Tra i colli che cingono Tuoro sul Trasimeno a settentrione e le acque del lago, sorge il borgo Sanguineto, qui Annibale con il suo esercito sconfisse i romani guidati dal console Caio Flaminio Nepote, all’inizio dell’estate del 217 a.c.
La mattina del 24 giugno, il console Caio Flaminio diede ordine alle sue legioni di rimettersi in marcia all'inseguimento dei Cartaginesi. La sera prima, Annibale si era premurato di fare accendere alcuni fuochi sulle colline di Tuoro perché i Romani credessero le truppe più lontano di quanto non fossero. In realtà, aveva disposto i suoi uomini in modo da circondare completamente i nemici. I Romani si misero in marcia snodandosi lungo la stretta vallata, sulla quale gravava una fitta coltre di nebbia. Improvvisamente Annibale diede il segnale dell'assalto generale. Dalle colline circostanti scesero, con una enorme forza d'urto, la cavalleria e la fanteria dei Cartaginesi che attaccarono l'esercito da ogni direzione. I Romani non ebbero il tempo di disporsi nel loro abituale assetto di battaglia e furono costretti a combattere in ordine sparso, venendo sospinti facilmente verso il lago, senza alcuna possibilità di scampo. Fu un massacro terribile: vennero uccisi 15.000 soldati romani ed anche il console Flaminio perse la vita in battaglia.
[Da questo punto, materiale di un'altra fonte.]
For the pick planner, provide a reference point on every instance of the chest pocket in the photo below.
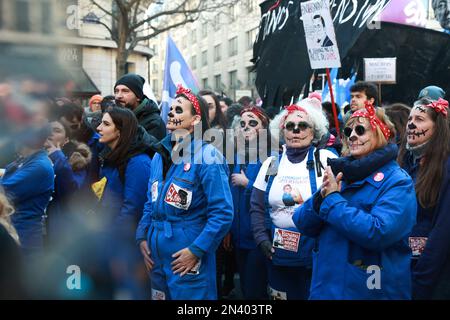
(179, 194)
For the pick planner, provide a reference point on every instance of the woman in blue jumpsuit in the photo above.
(429, 166)
(189, 208)
(361, 217)
(250, 260)
(29, 183)
(124, 174)
(275, 197)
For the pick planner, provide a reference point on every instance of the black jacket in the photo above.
(148, 116)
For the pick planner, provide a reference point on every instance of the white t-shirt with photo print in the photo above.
(290, 187)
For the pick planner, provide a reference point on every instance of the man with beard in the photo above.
(128, 92)
(361, 92)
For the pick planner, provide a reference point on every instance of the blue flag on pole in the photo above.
(176, 72)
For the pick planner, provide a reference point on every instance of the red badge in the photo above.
(378, 177)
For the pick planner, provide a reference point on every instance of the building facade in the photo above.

La tradizione vuole che il corrente che bagnava la zona per ben tre giorni fosse rosso di sangue, venendo per questo chiamato Sanguineto. Un centro di Documentazione permanente sulla battaglia del Trasimeno e Annibale è stato realizzato a Tuoro sul Trasimeno nel 1996, a ricordo dell’antico fatto d’arme.
A Tuoro è presente anche una vera e propria Legione Romana, la Legio I Taurus, un'associazione senza scopo di lucro volta alla ricostruzione storica del periodo Repubblicano della storia romana. I Legionari oltre alla ricostruzione di armi, armature e vestiti d'epoca, si impegnano anche a promuovere eventi volti alla divulgazione storico scientifica del suddetto periodo e alla ricostruzione vera e propria, in cui i partecipanti si calano nei panni degli antichi romani per vivere un'esperienza unica ricostruita nel minimo dettaglio.